Mannequins will always have a role to play in simulation training in my view, but increasingly they will need to share the stage with actors as Trusts and HEI's begin to see the wider applications of simulation post Francis report.

Friday 12 April 2013

Imitation of Life

I have a theory, and it goes like this..........
 
Scratch beneath the surface of any Simulation Centre and you will find hoards of frustrated artists.
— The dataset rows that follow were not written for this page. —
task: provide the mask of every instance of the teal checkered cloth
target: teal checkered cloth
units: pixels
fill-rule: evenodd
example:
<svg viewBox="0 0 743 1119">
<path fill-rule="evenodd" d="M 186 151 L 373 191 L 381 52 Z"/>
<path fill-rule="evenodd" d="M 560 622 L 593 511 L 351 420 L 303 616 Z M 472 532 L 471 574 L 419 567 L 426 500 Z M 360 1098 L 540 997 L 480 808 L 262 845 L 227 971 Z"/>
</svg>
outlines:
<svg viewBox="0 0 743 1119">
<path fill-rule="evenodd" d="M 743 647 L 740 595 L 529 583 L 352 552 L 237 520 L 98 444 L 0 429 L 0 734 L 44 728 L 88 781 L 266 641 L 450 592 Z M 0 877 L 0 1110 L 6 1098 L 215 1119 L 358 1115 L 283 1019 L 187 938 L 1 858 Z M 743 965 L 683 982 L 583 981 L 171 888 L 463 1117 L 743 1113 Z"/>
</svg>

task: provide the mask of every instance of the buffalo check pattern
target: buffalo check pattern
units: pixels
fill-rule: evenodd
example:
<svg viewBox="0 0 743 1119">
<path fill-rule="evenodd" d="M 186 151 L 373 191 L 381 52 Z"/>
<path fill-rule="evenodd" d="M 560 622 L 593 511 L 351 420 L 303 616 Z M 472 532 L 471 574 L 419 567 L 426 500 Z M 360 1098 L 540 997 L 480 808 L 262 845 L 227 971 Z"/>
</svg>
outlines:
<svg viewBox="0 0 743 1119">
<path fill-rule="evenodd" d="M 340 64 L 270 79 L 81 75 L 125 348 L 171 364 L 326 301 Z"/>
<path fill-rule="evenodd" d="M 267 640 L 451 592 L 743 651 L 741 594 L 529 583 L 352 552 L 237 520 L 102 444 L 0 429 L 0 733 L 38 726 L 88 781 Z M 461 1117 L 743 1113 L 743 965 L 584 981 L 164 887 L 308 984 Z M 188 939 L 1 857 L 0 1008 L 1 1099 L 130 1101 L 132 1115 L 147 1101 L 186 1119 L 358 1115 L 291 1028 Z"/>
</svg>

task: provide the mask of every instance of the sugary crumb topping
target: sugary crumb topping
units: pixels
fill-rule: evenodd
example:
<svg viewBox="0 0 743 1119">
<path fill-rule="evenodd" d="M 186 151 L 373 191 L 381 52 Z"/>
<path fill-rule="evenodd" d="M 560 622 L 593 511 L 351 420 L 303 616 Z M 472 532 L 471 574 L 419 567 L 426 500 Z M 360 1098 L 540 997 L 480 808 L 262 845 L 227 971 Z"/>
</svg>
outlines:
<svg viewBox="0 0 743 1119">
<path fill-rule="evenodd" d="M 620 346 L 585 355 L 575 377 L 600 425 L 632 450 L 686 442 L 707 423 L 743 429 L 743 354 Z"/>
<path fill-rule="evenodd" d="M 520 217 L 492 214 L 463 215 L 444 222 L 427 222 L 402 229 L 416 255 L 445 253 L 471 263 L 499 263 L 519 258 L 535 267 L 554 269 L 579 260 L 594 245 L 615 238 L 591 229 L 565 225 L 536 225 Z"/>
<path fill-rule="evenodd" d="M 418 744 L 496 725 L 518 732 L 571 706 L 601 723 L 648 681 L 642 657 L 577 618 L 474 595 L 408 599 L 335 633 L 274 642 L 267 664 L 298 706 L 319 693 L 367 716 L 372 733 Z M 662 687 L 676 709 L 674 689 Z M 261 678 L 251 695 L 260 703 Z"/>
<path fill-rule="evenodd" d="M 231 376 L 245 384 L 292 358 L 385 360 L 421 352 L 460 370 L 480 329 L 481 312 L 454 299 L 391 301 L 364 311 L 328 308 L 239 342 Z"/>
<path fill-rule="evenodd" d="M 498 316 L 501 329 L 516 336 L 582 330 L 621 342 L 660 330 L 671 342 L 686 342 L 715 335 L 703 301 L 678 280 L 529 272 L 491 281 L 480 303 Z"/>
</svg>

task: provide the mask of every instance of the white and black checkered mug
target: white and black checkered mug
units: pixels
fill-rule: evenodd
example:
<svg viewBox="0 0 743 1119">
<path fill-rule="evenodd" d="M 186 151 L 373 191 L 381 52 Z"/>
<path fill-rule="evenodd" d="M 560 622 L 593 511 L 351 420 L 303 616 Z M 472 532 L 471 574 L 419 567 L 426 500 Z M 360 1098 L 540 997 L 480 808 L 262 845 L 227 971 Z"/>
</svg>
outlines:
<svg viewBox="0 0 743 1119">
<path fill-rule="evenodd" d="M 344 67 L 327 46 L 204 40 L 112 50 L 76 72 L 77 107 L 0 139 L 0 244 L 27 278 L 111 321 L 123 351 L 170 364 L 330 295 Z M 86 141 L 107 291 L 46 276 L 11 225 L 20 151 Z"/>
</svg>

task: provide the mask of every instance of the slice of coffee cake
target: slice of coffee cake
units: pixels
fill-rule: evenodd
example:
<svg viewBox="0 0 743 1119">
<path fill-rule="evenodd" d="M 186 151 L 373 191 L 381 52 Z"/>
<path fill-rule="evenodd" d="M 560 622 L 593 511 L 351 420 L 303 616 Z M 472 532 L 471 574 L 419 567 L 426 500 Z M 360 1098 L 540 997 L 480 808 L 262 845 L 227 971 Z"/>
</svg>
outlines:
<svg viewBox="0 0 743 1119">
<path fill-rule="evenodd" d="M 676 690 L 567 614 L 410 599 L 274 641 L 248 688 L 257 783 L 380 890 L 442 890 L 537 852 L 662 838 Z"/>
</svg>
No I am not talking about the type who perform best on a Christmas night out, I am talking about people with a natural flair for creativity. Most don't see what they do as art (if any) but I wouldn't mind wagering that working on a simulation course is not a million miles removed from developing a film or a stage play.
 
Let me explain. take the different aspects of commissioning, designing, facilitating and debriefing a course. First you have the producers. They identify the need and pull together the finances and resources to get the course off the ground. They choose the director and put together the cast. Then come the writers who weave the stories that are the scenarios. Without doubt every great scenario is a story with a leading man or lady (the patient) we have the conflict, something will inevitably come between our hero and a quiet life. There's always some kind of drama, we just hope there's going to be a happy ever after. thankfully there usually is.
 
Now we throw our actors into the mix. Some unwitting (the students/trainees) others are in on the act. These are the phone operators, the facilitator who blends in with the trainees, quietly waiting for their cue then jumping in and steering the scene one way or another, dropping subtle plot clues here and there and always having a key role in the final scene. Behind the mirror we have the patients voice. Here the ability to act and convince is vital if our trainees are to suspend their disbelief. Some of us are better than others.
 
Then we come to the director in the control room, making sure the movie stays on time and doesn't wander off plot, before finally we come to the post shoot edit - the debrief. Here we make sense of what we just shot. We try to throw out the stuff that didn't work and accentuate the positive before often attempting a reshoot. Ultimately we are looking to produce a directors cut at the end of the day - the rest can stay in the bloopers reel (that we never show to anybody promise).
 
Of course just like every great film crew we have the team behind the team. The make up artists and FX guys producing wounds, burns, bruises, and prosthetics. We have set designers reconfiguring the room to look like a theatre one minute and a patient's living room the next, not to mention wardrobe who dress the mannequin and make it look just like a real boy!
 
So with all this in mind it is quite fitting that our simulation centre has entered into what I think is an incredibly exciting partnership with a local Arts team. Type Partia into google an you may get a Polish Political Party first but keep going and you will come to Promoting Art in Aintree. A group run by Paula O'Malley, Aintree Hospital Arts Coordinator and a team of hardworking volunteers. Their focus is improving the quality of the patient experience through ward based art projects. There is much for staff too with a writers group and much, much more.
 
This partnership promises much, however we are very excited at the prospect of teaming up with local universities to provide drama students with opportunities to hone their skills in medical simulation scenarios. Having them play the role of relatives and carers and even patients will greatly enhance the realism of our scenarios. In short it's a win win. Who knows where this will lead. Is there a role for students studying movie make up techniques, budding special effects technicians or even a simulation centre actor in residence.
 
I will confidently state this though, if the life of our simulation centre can be likened to a epic movie, we are no were near the final act!